Trump himself appears only once in the series, on a Jumbotron screen in Washington D.C., where he stands together with (and blocking our view of) Barack Obama. It would be temporally inaccurate to call The Invisible Yoke a bookmark of the Trump turn, or a rebuttal of J.D. Vance’s bootstrap myth-making, but photography is often drafted into a larger battle of history. One can’t help but see a panorama of an unraveling country: the downwardly mobile white and Black working classes, the military, the guns, the drugs, the hoarded wealth.
“The Invisible Yoke” also takes special interest in our disconnection from the natural world. The Ohio prairie is an open-pit wasteland. The mouth of the Chesapeake is filled with warships and industry. In Missouri a tornado-ravaged tree supports a tattered American flag and a cross. Eich also loves pairings of humans with animals who enact cliches of atomized social life—“crabs in a bucket,” “sick as a dog”—or invent new conceits that seem already familiar. Throughout the books are snakes, sometimes being charmed or captured (or, in one case, skinned) by children, and if they do not quite say “Don’t tread on me” they produce the same feeling of libertarian alienation as the Gadsden flag.
In Another Way of Telling, his text-and-image collaboration with the photographer Jean Mohr, John Berger contrasts narrative photography from works of photojournalism.1 Both use photos in groups or sequences, but the latter depend on words “in order to overcome the ambiguity of the images,” he writes. “In reports ambiguities are unacceptable; in stories they are inevitable.” Even when the subjects themselves are given space to speak, Eich’s images refuse to converge on a single meaning. They remain semantically open, like certain jokes. A woman on a couch grasps a pack of cigarettes in one hand and with the other salutes, a parakeet perched on her palm. A man studies a chicken in his living room with something like concern. An alligator is shot in the head at close range, its brains exploding into a river, firearm at the edge of the frame.

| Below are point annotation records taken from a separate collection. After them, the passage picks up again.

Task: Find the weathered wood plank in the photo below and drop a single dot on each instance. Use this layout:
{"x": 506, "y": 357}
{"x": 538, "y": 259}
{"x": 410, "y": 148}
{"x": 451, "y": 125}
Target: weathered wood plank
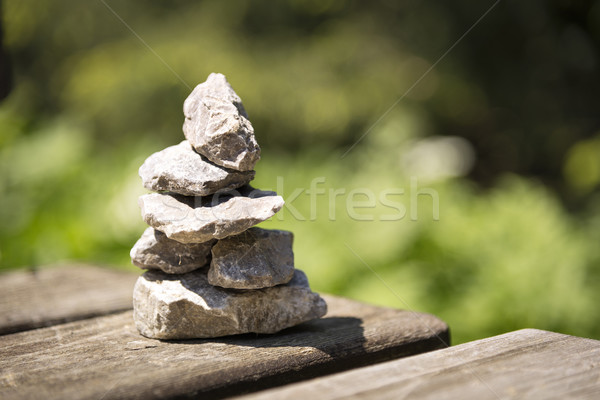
{"x": 105, "y": 357}
{"x": 47, "y": 296}
{"x": 526, "y": 364}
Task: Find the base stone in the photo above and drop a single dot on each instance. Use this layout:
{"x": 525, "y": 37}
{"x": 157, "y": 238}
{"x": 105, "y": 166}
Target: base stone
{"x": 188, "y": 307}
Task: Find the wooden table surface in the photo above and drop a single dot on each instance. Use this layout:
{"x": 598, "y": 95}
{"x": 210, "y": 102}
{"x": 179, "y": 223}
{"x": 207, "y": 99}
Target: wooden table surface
{"x": 100, "y": 355}
{"x": 526, "y": 364}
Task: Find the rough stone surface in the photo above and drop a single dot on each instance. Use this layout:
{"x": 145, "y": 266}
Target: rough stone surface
{"x": 217, "y": 125}
{"x": 254, "y": 259}
{"x": 180, "y": 169}
{"x": 200, "y": 219}
{"x": 154, "y": 250}
{"x": 187, "y": 306}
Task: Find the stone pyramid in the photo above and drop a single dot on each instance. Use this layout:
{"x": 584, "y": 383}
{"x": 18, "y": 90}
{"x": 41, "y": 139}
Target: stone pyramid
{"x": 210, "y": 272}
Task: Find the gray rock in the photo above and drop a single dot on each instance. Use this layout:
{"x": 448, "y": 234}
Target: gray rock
{"x": 154, "y": 250}
{"x": 217, "y": 125}
{"x": 254, "y": 259}
{"x": 200, "y": 219}
{"x": 180, "y": 169}
{"x": 187, "y": 306}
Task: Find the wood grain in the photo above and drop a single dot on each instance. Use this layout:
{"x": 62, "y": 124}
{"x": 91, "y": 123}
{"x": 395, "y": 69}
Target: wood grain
{"x": 526, "y": 364}
{"x": 105, "y": 357}
{"x": 47, "y": 296}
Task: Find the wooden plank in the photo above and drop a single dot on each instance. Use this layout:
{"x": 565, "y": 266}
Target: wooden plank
{"x": 105, "y": 357}
{"x": 526, "y": 364}
{"x": 47, "y": 296}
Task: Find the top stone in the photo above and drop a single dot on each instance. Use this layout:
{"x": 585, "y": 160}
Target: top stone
{"x": 217, "y": 125}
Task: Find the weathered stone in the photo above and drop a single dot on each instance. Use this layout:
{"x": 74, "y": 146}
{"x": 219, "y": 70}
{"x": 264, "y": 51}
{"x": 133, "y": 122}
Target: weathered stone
{"x": 187, "y": 306}
{"x": 154, "y": 250}
{"x": 180, "y": 169}
{"x": 199, "y": 219}
{"x": 254, "y": 259}
{"x": 217, "y": 125}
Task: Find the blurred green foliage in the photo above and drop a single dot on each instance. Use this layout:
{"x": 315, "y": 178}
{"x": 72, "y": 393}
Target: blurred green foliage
{"x": 516, "y": 241}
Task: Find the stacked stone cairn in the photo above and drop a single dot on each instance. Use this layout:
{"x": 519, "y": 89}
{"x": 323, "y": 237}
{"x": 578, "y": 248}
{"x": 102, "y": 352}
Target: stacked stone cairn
{"x": 210, "y": 272}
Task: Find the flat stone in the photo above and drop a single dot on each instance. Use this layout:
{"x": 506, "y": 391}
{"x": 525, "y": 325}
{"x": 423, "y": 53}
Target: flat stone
{"x": 154, "y": 250}
{"x": 187, "y": 306}
{"x": 217, "y": 125}
{"x": 200, "y": 219}
{"x": 180, "y": 169}
{"x": 254, "y": 259}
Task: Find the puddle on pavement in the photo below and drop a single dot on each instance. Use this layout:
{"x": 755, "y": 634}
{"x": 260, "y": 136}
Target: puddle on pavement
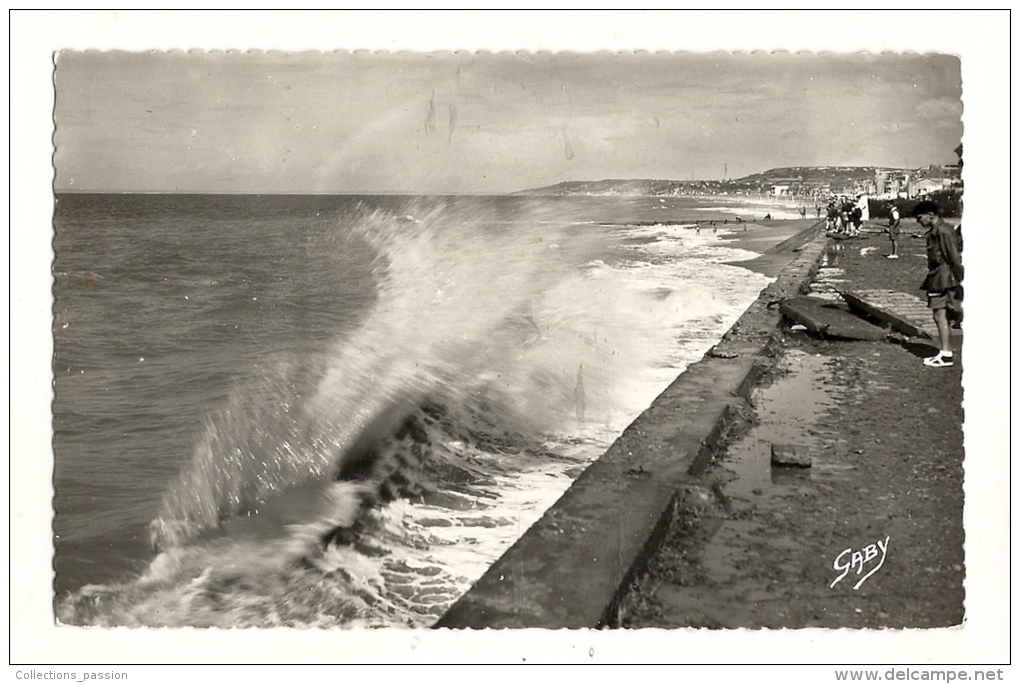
{"x": 787, "y": 410}
{"x": 827, "y": 282}
{"x": 832, "y": 255}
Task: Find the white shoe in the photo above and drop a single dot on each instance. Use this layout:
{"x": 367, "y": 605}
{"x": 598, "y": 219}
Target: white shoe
{"x": 940, "y": 360}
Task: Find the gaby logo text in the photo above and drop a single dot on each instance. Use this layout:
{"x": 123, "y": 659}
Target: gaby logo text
{"x": 849, "y": 560}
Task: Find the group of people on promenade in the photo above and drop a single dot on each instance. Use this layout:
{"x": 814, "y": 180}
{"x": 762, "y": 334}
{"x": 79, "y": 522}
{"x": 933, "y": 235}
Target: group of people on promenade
{"x": 944, "y": 281}
{"x": 844, "y": 216}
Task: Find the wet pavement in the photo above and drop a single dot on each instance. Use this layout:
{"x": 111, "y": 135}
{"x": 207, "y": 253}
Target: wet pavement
{"x": 871, "y": 533}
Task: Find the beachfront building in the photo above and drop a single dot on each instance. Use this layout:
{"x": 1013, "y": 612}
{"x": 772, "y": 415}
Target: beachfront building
{"x": 925, "y": 187}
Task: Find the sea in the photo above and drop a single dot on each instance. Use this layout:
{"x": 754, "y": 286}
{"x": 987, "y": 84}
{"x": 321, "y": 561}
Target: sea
{"x": 338, "y": 411}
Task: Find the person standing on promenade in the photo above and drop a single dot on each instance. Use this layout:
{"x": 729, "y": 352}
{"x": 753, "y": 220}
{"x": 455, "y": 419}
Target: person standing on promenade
{"x": 894, "y": 229}
{"x": 944, "y": 278}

Some of Eich’s photographs are so bizarre that it would be a pity to explain them. In an image near the end of Carry Me Ohio, a zebra walks in a fenced yard as snow falls. The ground is white; the trees beyond the fence suggest deep winter. Internet research suggests that the zebra’s name is Elvis and the yard adjoins 10,000 acres of a reclaimed strip mine in Cumberland, Ohio, that is now a research center for endangered animals. But no explanation can displace the viewer’s first impression that a wild creature has been enclosed, unnaturally and cruelly, in a suburban backyard.